Александр Дюма переделывал свои романы для сцены и основал в 1847 году "Исторический театр", в котором были поставлены инсценировки романов "Королева Марго", "Три мушкетера", "Граф Монте-Кристо". Двадцать пятого мая 1848 года театр впервые показал парижской публике известную драму Бальзака "Мачеха". "Исторический театр" просуществовал два года и закрылся в связи с событиями революционных лет.
В 50-е годы Дюма значительно отходит от своих былых романтических позиций и пишет ряд посредственных исторических романов. Из произведений этих лет следует отметить романы: "Исаак Лакедем" (1852), "Анж Питу" (1853), "Могикане Парижа" (1854-1858), "Графиня де Шарни" (1853-1855).
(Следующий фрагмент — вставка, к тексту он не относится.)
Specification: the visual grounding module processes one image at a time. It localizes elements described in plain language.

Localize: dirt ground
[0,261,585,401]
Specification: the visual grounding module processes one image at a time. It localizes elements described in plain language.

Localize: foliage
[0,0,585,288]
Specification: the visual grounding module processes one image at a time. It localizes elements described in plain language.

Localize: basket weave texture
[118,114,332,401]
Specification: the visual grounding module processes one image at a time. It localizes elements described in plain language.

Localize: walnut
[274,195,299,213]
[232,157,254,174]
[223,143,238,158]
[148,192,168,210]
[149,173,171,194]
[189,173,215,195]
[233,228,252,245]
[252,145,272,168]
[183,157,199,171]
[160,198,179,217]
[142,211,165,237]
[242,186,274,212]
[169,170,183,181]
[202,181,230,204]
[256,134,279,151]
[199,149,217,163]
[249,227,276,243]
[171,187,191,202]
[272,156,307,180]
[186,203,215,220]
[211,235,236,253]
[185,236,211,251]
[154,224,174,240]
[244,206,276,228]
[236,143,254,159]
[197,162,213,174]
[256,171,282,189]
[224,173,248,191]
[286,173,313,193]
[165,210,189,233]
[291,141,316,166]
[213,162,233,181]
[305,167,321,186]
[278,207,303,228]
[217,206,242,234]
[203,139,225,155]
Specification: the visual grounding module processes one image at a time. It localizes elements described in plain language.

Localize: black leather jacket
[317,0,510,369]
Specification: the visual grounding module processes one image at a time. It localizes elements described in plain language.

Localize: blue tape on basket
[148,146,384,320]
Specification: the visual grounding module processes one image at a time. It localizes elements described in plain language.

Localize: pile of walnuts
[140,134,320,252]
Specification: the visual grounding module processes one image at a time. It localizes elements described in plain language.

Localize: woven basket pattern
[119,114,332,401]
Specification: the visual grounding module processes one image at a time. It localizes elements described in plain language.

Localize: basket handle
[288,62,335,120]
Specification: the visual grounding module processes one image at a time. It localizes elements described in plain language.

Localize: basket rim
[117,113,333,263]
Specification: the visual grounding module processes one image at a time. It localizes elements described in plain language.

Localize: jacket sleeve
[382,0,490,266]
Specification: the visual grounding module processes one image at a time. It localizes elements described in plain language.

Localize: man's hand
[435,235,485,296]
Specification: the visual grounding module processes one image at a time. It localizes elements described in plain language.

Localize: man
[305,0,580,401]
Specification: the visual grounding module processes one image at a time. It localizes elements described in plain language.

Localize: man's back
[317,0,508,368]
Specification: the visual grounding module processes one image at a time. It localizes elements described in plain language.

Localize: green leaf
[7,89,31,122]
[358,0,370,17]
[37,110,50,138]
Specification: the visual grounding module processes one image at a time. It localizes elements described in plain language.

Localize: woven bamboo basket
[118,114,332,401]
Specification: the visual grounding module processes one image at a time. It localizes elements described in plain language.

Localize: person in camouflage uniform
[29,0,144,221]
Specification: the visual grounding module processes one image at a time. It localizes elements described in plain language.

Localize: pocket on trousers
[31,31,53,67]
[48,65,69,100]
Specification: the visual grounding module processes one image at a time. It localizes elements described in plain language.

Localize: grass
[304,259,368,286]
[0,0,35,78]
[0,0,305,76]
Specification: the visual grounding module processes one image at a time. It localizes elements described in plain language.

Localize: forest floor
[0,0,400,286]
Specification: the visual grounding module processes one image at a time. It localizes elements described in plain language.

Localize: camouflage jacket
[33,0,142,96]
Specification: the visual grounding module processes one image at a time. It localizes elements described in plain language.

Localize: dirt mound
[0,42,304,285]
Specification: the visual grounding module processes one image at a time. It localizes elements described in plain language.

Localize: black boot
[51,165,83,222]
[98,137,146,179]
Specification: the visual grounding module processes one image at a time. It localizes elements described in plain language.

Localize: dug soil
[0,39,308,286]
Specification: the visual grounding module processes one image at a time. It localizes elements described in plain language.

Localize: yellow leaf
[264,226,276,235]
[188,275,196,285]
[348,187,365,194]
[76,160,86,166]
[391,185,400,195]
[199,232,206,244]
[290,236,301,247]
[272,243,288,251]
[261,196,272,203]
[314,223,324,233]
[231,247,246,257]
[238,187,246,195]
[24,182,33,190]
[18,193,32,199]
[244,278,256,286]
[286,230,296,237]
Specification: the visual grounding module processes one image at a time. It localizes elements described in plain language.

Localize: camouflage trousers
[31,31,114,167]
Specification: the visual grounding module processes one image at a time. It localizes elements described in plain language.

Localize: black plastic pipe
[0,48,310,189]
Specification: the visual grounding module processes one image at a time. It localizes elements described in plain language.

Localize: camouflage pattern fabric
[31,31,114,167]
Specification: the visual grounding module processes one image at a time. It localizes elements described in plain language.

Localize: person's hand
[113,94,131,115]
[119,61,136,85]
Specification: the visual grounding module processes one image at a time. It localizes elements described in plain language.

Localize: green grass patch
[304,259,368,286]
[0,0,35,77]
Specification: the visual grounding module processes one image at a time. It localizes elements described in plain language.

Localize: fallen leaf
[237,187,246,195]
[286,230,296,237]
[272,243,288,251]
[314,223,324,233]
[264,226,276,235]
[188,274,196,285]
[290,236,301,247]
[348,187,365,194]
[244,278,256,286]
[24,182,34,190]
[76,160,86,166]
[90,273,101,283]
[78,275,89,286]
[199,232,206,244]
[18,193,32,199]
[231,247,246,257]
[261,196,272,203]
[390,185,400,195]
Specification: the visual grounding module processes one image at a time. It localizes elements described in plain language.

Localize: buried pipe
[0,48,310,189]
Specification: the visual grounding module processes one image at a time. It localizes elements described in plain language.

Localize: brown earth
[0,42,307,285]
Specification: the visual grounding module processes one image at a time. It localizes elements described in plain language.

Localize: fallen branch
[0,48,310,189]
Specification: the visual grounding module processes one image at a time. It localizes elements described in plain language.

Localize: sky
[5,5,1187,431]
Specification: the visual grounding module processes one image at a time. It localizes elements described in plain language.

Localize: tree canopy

Возвратившись в Париж в 1853 году, Александр Дюма основал здесь собственный журнал "Мушкетер", пытавшийся быть независимым в отношении нового режима. Но по-прежнему главным делом его жизни является усердный труд над большими романами.
Эпоха Реставрации отражена в "Могиканах Парижа". "Могикане" -- французские карбонарии, боровшиеся с монархическим режимом Реставрации, предшественники тайных обществ республиканцев 30-х годов. По убеждению автора, "Могикане" много сделали для популяризации республиканских принципов, поэтому он отдает должное их мужеству.
Продолжая заполнять "белые пятна" многовековой эпопеи, Дюма в 1857 году обращается к роману под названием "Соратники Иегу". Этот роман представляет тот эпизод из истории Франции, когда она вела революционные войны против коалиции Англии и Австрии. Под именем Иегу скрывался известный монархист Жорж Кадудаль.
Французский писатель в реальном свете изображает энтузиазм республиканских солдат, противопоставленный силам монархической Вандеи.
Александр Дюма был знаком с Гарибальди. Он написал о его легендарной "тысяче" художественный очерк -- "Гарибальдийцы" (1862). Своим личным участием поддержал борьбу итальянцев за возрождение единого государства и перевел на французский язык мемуары итальянского полководца. Правое дело Гарибальди, боровшегося за единую Италию, поддержали в своих обращениях Виктор Гюго и Жорж Санд. Дюма пожертвовал Гарибальди для покупки оружия пятьдесят тысяч франков. В сентябре 1860 года он направился в Неаполь, где Гарибальди назначил его директором национальных музеев.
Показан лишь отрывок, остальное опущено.